A higher lines charge for solar power users has prompted a legal complaint.
Solarcity is asking the Electricity Authority to stop Unison's solar tax, on the grounds that it wrongfully disadvantages customers and breaches the Electricity Industry Participation Code.
Last month, Unison became the first lines company in New Zealand to increase line charges for households generating their own electricity.
It announced higher fees for customers who use a combination of solar energy and the electricity grid in Hawke's Bay, Taupo and Rotorua.
The lines company said solar electricity users connected to its network had been subsidised by other power consumers so a lift in charges was needed.
Home electricity generators paid about $300 less than other customers but received the same level of service. Under the new fee structure home generators would still save about $150 to $190 a year in lines charges. The increased charge was for new installations while existing customers will stay on their current rate until March 2019.
The complaint filed with the Electricity Authority contends that Unison has violated two sections of the Electricity Industry Participation Code.
Unison's solar charge was likely to see fewer people installing solar panels, leading to less take-up of renewable energy and continued reliance on fossil fuels such as coal and gas, Solarcity chief executive Andrew Booth said. Unison business assurance general manager Nathan Strong was surprised by the suggestion the company's Distributed Generation price category was in breach of Part 6 of the Code. "We informed the Electricity Authority of our intentions to introduce a new Distributed Generation price category prior to its introduction. We will of course work with them during their review of this alleged breach.

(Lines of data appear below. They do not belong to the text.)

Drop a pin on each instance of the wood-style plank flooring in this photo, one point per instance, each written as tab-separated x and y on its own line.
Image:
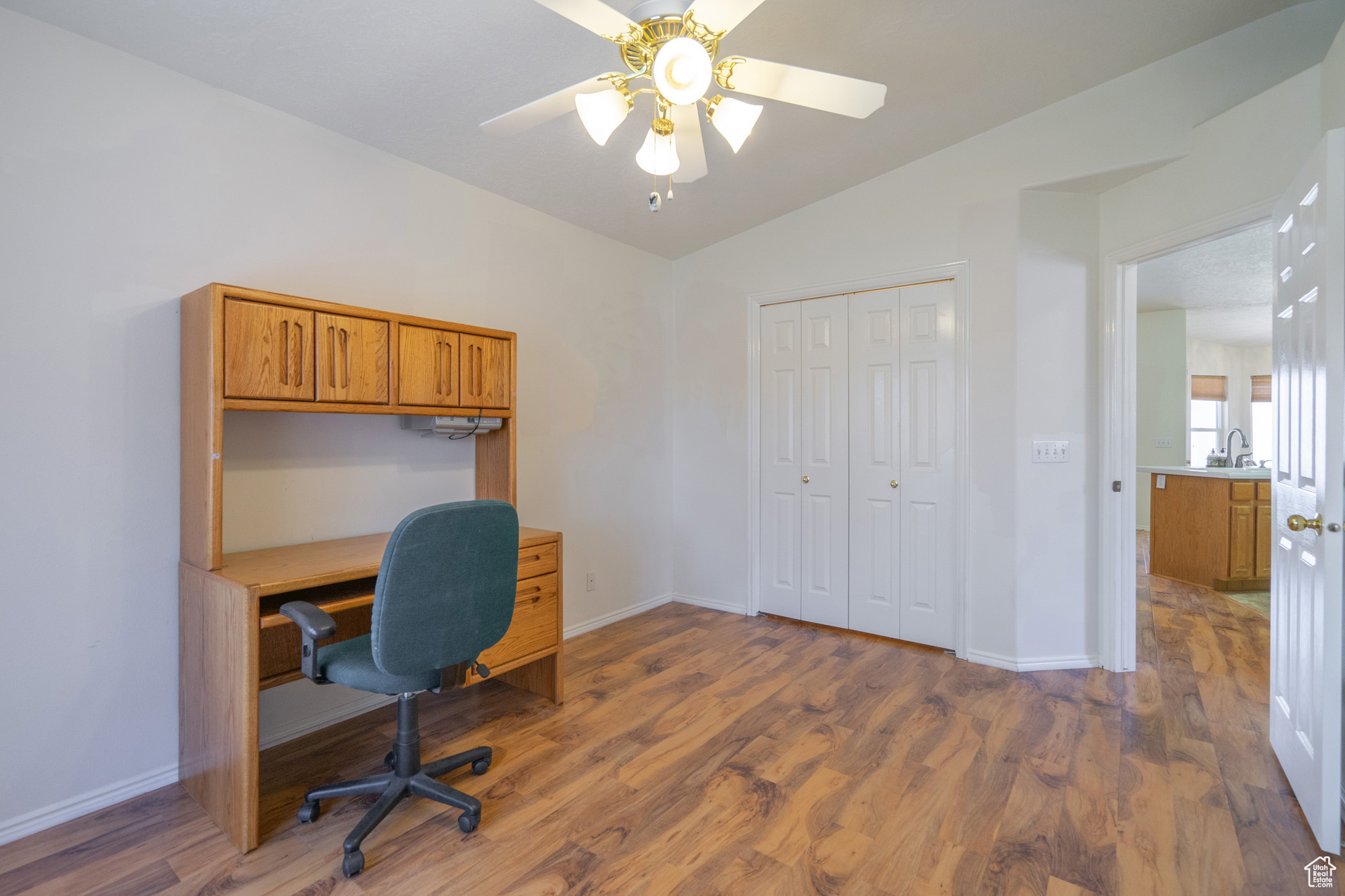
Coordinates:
703	752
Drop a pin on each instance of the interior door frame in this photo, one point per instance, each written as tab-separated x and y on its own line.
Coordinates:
961	274
1117	421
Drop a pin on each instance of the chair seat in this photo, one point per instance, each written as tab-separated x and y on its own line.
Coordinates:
352	663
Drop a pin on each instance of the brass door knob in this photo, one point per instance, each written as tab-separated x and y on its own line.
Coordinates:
1299	524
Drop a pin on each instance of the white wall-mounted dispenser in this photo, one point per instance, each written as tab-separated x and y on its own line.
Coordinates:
451	427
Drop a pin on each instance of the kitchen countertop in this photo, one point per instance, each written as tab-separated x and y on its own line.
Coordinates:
1213	473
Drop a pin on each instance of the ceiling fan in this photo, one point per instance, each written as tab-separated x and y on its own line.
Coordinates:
675	45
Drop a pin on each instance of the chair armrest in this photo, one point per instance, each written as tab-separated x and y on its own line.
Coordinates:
314	624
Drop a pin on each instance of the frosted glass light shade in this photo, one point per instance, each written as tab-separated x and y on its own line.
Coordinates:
734	119
683	71
602	112
658	155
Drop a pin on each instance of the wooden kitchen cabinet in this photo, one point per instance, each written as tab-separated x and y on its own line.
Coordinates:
268	352
1265	536
1211	532
486	372
428	366
352	360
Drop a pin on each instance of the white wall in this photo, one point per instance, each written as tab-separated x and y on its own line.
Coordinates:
1334	84
964	202
126	186
1161	396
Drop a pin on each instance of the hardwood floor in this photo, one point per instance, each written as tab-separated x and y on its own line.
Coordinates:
703	752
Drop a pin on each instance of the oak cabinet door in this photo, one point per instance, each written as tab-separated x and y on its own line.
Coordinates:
428	366
1242	541
1265	534
485	372
268	352
352	360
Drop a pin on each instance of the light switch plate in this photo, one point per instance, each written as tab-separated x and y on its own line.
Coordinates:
1051	452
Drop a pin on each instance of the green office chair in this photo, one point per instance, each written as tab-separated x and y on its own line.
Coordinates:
445	594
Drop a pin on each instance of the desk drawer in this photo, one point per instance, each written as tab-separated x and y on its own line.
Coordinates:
535	624
535	561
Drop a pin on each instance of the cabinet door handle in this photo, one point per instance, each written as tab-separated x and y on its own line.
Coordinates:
299	329
345	339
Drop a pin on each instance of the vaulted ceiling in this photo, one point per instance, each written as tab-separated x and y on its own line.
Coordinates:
416	77
1226	286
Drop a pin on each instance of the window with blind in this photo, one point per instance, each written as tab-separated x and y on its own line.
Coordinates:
1264	420
1207	416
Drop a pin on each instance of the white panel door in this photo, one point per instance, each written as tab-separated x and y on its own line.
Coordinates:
929	481
1307	561
875	467
781	460
827	486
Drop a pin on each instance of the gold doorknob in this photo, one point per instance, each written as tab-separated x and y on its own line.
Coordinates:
1299	524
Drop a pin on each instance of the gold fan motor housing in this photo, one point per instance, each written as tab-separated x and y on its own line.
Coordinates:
641	45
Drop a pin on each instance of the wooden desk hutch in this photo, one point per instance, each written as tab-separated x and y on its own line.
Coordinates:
249	350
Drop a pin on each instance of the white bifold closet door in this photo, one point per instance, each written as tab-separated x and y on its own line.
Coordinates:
805	459
859	475
903	473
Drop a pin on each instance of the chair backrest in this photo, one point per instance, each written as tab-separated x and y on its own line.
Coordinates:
447	585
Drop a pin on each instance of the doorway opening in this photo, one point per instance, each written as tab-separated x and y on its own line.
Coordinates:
1204	427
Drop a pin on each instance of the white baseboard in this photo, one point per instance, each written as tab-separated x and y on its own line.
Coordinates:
1036	663
85	803
712	604
309	724
617	615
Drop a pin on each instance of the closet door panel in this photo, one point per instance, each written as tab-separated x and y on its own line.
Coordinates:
929	464
781	460
876	518
825	434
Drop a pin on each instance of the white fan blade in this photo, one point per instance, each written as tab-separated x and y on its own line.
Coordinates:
540	111
808	88
691	147
723	15
594	15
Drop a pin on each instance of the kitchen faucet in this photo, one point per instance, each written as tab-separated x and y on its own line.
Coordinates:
1229	447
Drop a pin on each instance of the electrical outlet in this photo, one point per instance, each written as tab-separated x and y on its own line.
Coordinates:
1051	452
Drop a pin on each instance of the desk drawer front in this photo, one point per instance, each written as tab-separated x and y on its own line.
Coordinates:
536	561
535	622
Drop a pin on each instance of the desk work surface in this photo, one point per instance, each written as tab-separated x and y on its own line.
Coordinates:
272	571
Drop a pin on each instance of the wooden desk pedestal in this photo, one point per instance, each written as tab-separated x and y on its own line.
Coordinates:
236	645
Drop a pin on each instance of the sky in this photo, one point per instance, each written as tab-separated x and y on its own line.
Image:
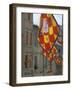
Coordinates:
36	19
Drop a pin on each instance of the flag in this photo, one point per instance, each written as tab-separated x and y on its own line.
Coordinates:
47	35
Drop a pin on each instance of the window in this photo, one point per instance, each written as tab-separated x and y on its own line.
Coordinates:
29	38
29	16
35	63
26	61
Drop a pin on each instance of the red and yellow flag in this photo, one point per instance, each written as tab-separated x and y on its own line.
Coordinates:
47	35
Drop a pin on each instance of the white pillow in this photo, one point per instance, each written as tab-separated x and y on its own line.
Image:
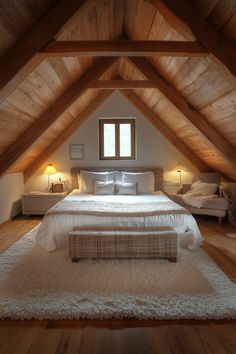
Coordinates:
87	178
144	180
104	188
203	188
126	188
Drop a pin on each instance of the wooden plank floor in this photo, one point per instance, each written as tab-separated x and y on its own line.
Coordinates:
124	336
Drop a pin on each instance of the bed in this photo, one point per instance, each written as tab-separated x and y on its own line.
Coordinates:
141	210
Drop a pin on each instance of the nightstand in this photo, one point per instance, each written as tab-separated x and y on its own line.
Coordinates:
171	188
40	202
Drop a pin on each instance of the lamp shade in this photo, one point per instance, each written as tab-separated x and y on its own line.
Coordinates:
50	170
180	167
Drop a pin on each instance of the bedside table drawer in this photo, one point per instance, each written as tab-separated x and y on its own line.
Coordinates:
39	204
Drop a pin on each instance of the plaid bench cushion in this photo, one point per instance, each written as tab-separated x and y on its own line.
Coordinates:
111	242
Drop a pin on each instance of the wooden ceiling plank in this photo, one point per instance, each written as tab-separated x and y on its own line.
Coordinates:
180	13
66	133
123	84
165	130
193	117
23	57
123	48
26	139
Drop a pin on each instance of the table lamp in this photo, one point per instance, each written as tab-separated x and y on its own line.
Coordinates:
50	170
180	168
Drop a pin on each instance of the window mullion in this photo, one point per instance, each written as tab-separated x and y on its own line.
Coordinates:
117	141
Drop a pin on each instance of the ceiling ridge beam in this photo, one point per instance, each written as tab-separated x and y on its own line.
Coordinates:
180	14
27	138
123	48
165	130
122	84
66	133
23	57
188	112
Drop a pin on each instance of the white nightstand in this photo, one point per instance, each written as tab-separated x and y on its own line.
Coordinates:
171	188
40	202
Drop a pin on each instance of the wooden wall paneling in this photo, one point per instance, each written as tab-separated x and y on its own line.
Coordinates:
123	48
123	84
117	15
221	13
14	151
192	116
160	126
229	29
190	71
104	17
48	74
138	18
13	71
42	142
204	7
181	11
75	124
210	85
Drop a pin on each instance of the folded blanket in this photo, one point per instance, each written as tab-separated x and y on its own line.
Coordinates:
117	209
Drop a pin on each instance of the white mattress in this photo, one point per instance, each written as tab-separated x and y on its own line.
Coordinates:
54	230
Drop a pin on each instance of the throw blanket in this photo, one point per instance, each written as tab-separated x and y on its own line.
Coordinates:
110	208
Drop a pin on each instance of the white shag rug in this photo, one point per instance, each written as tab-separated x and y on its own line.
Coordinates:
35	284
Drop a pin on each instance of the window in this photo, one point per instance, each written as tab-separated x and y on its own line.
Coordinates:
117	139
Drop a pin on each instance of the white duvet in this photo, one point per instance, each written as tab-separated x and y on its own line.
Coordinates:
54	230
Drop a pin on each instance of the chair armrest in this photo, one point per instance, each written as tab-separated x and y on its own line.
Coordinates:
184	188
225	193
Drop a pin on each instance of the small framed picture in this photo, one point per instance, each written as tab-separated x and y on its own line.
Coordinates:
77	151
57	188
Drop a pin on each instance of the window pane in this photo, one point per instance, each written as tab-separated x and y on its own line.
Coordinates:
125	140
109	140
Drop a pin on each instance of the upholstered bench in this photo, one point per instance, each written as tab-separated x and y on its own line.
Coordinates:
112	242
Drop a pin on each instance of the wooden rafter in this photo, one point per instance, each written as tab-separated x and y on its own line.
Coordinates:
165	130
188	112
123	48
66	133
123	84
14	151
180	13
23	57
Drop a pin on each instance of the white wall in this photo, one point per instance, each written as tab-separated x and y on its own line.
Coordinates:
11	189
152	148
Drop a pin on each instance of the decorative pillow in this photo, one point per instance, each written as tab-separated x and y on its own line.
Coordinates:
104	188
144	180
126	188
87	178
203	188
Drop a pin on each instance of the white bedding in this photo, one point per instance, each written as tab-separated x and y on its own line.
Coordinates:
54	230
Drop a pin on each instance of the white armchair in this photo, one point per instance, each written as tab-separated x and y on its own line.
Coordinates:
205	196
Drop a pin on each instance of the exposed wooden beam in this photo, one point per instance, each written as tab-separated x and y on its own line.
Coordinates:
66	133
14	151
23	57
123	48
123	84
180	13
165	130
188	112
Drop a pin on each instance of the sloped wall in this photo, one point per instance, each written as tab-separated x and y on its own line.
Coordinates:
152	148
11	189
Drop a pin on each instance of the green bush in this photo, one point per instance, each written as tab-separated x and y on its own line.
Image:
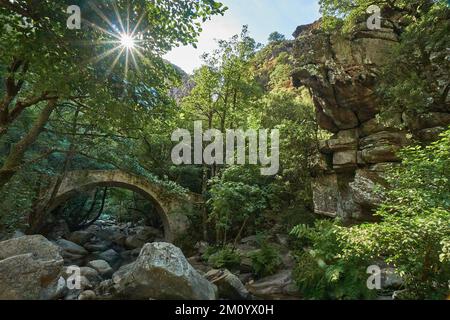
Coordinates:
265	261
224	257
320	273
413	234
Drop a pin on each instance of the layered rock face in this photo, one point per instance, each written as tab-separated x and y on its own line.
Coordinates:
341	74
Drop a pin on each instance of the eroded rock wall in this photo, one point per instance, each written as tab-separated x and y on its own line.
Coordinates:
341	73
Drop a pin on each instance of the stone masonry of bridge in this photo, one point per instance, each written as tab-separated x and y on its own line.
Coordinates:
171	208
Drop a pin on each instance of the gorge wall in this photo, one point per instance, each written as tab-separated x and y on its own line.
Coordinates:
341	73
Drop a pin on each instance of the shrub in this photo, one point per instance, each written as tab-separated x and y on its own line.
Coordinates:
413	234
265	261
224	257
321	273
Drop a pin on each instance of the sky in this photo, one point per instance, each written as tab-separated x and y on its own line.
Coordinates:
262	16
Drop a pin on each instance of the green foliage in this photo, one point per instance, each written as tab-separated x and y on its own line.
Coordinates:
225	257
321	273
265	261
413	234
276	37
235	203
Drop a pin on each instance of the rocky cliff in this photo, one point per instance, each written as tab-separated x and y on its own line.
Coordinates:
341	73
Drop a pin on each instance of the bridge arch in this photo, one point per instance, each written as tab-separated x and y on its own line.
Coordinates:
171	208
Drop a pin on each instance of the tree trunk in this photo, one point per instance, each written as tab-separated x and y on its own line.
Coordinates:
17	153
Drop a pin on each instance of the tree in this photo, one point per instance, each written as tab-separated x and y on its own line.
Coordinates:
46	65
276	37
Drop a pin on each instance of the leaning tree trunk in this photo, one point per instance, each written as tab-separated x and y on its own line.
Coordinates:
15	157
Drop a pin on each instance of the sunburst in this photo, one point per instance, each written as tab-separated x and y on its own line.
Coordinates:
126	41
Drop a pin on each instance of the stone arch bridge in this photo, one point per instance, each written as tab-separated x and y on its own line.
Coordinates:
171	208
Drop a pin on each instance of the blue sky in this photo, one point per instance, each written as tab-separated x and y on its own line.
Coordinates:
262	16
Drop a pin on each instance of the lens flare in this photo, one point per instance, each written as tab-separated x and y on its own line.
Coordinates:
127	41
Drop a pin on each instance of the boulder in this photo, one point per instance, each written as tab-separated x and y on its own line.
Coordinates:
91	274
229	285
30	268
71	247
364	188
102	245
111	256
59	230
277	287
134	242
80	237
102	267
162	272
87	295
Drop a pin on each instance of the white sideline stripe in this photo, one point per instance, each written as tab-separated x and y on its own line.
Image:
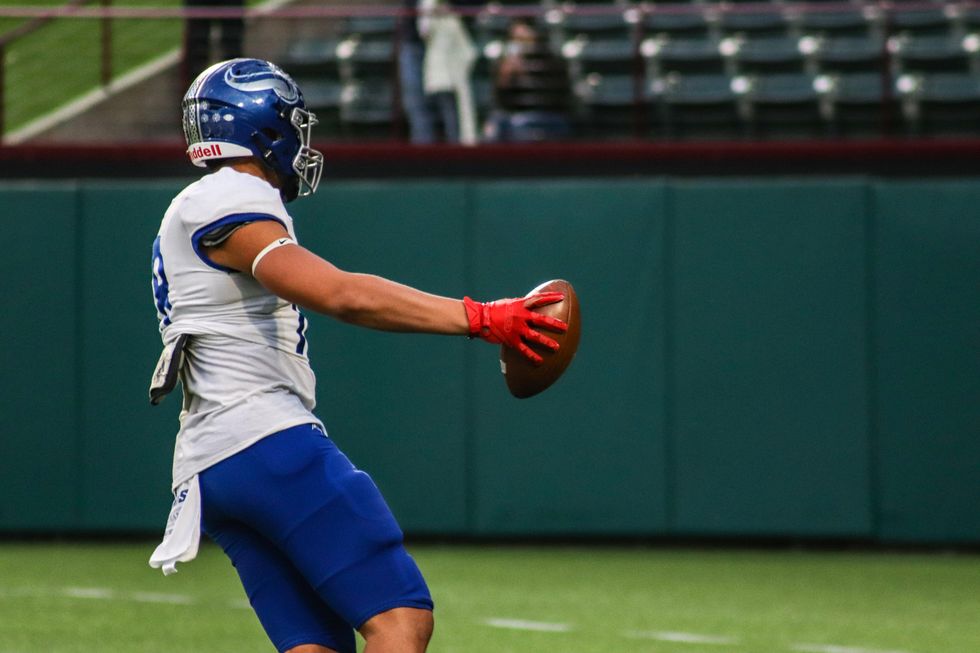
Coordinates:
155	597
88	593
106	594
834	648
683	638
92	98
523	624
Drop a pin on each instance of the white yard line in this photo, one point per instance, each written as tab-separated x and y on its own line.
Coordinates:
835	648
683	638
94	97
156	597
524	624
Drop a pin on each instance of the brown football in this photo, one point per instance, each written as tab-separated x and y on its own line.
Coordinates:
524	378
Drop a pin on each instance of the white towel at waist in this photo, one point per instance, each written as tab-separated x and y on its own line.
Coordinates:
183	533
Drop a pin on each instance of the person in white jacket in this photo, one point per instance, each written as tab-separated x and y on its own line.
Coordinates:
449	58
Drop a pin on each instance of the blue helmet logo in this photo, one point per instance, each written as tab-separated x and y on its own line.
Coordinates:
271	79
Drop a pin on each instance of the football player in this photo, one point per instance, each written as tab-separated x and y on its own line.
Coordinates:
317	549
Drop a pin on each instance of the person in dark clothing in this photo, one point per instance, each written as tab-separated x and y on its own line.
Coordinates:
532	90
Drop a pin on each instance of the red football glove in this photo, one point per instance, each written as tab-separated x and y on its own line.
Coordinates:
509	321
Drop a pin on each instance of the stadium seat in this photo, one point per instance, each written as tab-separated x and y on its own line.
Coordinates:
766	54
782	106
323	97
367	110
527	127
596	22
696	106
363	60
371	28
928	53
755	20
684	56
850	54
834	20
858	105
311	58
919	19
945	104
678	21
610	105
606	56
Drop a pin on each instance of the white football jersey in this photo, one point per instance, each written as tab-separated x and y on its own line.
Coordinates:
246	373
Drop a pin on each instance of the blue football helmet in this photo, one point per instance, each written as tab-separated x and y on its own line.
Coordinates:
250	107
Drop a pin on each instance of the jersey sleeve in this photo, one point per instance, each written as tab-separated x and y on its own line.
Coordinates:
226	201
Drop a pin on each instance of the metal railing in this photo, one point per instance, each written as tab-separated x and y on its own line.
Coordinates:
645	42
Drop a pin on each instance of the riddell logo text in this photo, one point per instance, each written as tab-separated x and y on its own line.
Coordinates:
201	152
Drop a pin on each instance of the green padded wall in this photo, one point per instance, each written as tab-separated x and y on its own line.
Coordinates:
768	368
586	456
760	358
927	276
40	445
395	403
127	444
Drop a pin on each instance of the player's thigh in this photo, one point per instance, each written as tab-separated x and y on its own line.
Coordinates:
344	537
291	613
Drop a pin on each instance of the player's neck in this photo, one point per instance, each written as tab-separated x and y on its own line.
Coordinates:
256	169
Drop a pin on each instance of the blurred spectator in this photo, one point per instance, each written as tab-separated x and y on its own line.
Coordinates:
418	108
532	90
449	58
197	38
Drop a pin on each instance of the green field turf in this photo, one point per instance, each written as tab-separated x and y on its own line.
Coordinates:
103	598
62	60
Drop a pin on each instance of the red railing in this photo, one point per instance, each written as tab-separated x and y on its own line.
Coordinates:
105	12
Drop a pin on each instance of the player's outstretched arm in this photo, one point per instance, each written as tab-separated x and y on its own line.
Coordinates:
301	277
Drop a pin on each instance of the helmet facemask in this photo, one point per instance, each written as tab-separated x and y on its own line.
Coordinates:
308	163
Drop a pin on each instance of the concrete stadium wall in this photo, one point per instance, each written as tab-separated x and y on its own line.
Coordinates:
760	358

"Also, while we understand that solar vendors are upset their customers will receive a lower subsidy from Unison, it is worth reminding our customers that a typical residential customer with solar will continue to pay lower annual charges under our new approach than a non-solar consumer.
"Our approach promotes fairness between all our 110,000 customers who continue to rely on our network to provide electricity at all times, especially during the cold, dark winter peaks," Mr Strong said.
Solarcity argues that Unison's decision to increase solar charges was a discriminatory penalty. It would add hundreds per year for customers, and is out of step with New Zealand's obligations under the recently signed Paris Climate Agreement, Mr Booth said.
"What Unison - and indeed other companies - are doing is unacceptable, unlawful and a clear abuse of monopoly power."
Mr Booth said internationally, both in the United States and Australia, regulators were recommending solar because of the value they brought to the grid and consumers.
But this year the Parliamentary Commissioner for the Environment, Dr Jan Wright, highlighted a report that claimed solar panels did little to help New Zealand's carbon footprint.
The Concept Consulting report said carbon dioxide emissions from generating electricity were at their highest in winter. But solar panels are most effective in summer.